The reality is the trust is not helping many of the poorest kids in Miami-Dade. Thousands of African-American children in Liberty City and Overtown are being largely ignored. Of the 88 groups approved for funding, only 13 are based in African-American neighborhoods. Those organizations account for just $5.1 million of the $25.1 million in after-school and summer care funding the trust is doling out in 2015.

When I reached out to Children's Trust spokeswoman Emily Cardenas to respond to my criticisms, she accused me of being "incendiary" and "biased." Last year, African-American kids represented 29 percent of the children being served by the trust, "slightly more than the 27 percent of African-American children living in poverty," she says. "Many community-based organizations headquartered in the African-American community have been awarded grants by the Children's Trust."

The reality is that although the trust is funded by taxpayer dollars and tells the outside world it's unbiased, the place is rife with politics. Case in point: One recipient of Trust dollars is the Richmond Perrine Optimist Club, where Miami-Dade County Commissioner Dennis Moss has been the executive director "for more than 25 years," according to his own website.

I wonder why other Optimist Clubs in depressed black neighborhoods don't receive the same consideration. This year, the trust gave Richmond Perrine $492,918 to run programs at three sites for 135 kids. There are Optimist Clubs in Miami's black neighborhoods that provide the same level of care as Richmond Perrine provides. I am the founder of the Liberty City Optimist Club, which is applying for Children's Trust funds that have not yet been awarded. We'll see what happens. But this is not just about my group.

Consider, for instance, the Overtown Optimist Club, which serves more children than Alonzo Mourning's Overtown Youth Center. The former Miami Heat center's group received $284,074 from the Trust this year to serve 180 kids. Yet the Overtown Youth Center doesn't want to work with the Optimist Club, which desperately needs a second gym for the overflow of kids. The Trust people don't know that because they don't have ears to the street like I do.

The trust also gave New Jerusalem Development Corporation $680,829 to operate three sites for 135 kids in the Liberty City area. Yet New Jersusalem is located in the Little River neighborhood of Miami, and it subcontracts its after-school programs to corner churches in Liberty City.
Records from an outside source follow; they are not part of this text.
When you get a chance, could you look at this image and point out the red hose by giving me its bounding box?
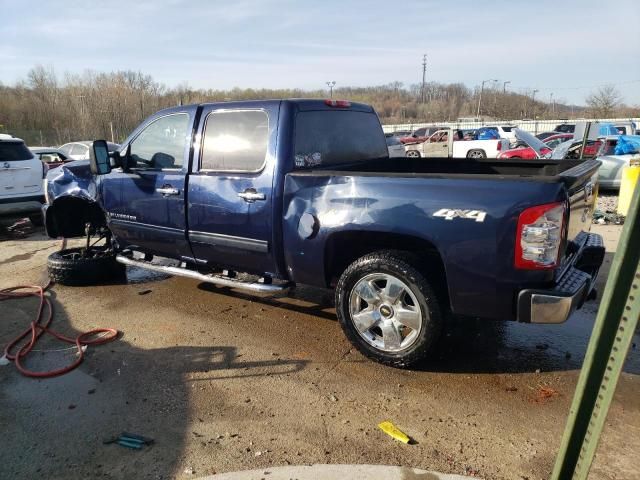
[0,282,118,378]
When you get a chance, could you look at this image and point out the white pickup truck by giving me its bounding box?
[0,134,47,225]
[405,128,509,158]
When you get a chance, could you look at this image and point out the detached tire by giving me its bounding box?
[47,247,125,286]
[335,251,442,368]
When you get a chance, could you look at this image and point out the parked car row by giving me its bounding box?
[0,134,119,225]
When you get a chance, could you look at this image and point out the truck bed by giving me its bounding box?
[293,158,596,185]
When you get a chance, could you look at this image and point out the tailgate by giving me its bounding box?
[560,160,600,241]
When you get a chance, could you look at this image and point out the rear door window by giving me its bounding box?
[200,110,269,172]
[294,110,389,169]
[0,142,33,162]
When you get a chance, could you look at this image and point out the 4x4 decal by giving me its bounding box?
[433,208,487,222]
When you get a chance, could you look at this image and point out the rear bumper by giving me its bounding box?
[0,195,44,217]
[518,233,605,323]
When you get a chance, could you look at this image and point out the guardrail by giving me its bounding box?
[382,118,640,135]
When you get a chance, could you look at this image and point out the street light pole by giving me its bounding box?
[502,80,511,119]
[476,78,498,118]
[325,80,336,98]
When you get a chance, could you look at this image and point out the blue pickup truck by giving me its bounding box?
[44,100,604,367]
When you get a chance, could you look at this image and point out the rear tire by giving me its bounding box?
[335,250,442,368]
[47,247,126,286]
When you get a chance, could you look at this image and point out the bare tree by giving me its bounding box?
[587,85,621,118]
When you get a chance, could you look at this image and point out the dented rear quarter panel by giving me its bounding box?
[283,171,566,319]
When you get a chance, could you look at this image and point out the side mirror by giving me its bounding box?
[117,144,136,172]
[89,140,111,175]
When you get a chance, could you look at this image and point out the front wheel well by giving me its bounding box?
[45,197,107,238]
[324,231,450,306]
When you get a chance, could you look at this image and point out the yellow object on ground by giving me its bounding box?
[378,422,409,443]
[618,165,640,217]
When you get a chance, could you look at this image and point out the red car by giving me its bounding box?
[498,133,572,160]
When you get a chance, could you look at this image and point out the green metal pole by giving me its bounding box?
[551,182,640,480]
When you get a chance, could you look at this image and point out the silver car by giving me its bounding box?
[596,135,640,190]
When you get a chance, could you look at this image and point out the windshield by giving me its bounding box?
[0,142,33,162]
[598,139,618,155]
[513,128,548,158]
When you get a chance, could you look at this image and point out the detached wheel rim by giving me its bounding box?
[349,273,428,353]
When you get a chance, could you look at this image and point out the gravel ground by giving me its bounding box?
[596,192,618,213]
[0,225,640,480]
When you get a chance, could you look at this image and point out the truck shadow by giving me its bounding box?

Or how about the Belafonte-TACOLCY Center, a social service organization that last year received $500,000 from the Children's Trust. Former executive director Taj Anton Brown left there last year after allegations that he had spent center money on rental cars, gasoline, and hotel rooms. Though no funding is being recommended this year, the scandal raises questions about the Trust's oversight.

And talk about politics. The Trust started its own political action committee in 2006 to persuade taxpayers to keep it alive. More than $500,000 in campaign funds were paid to a company run by national pollster Sergio Bendixen to buy ads to make sure the public passed the Trust's big budget.

Cardenas notes that the Trust didn't fund the campaign with taxpayer dollars. Founder Lawrence started the PAC, and employees who worked on the campaign were required to take a leave of absence. Cardenas (who herself was paid $3,550 by the PAC while on leave) insists politics plays no role in the Trust's decisions. "We take special care to dedicate the majority of our resources to the children and families who need it most," she says, "at the same time remembering that we pledged in two referendum campaigns to reach everyone possible in our community."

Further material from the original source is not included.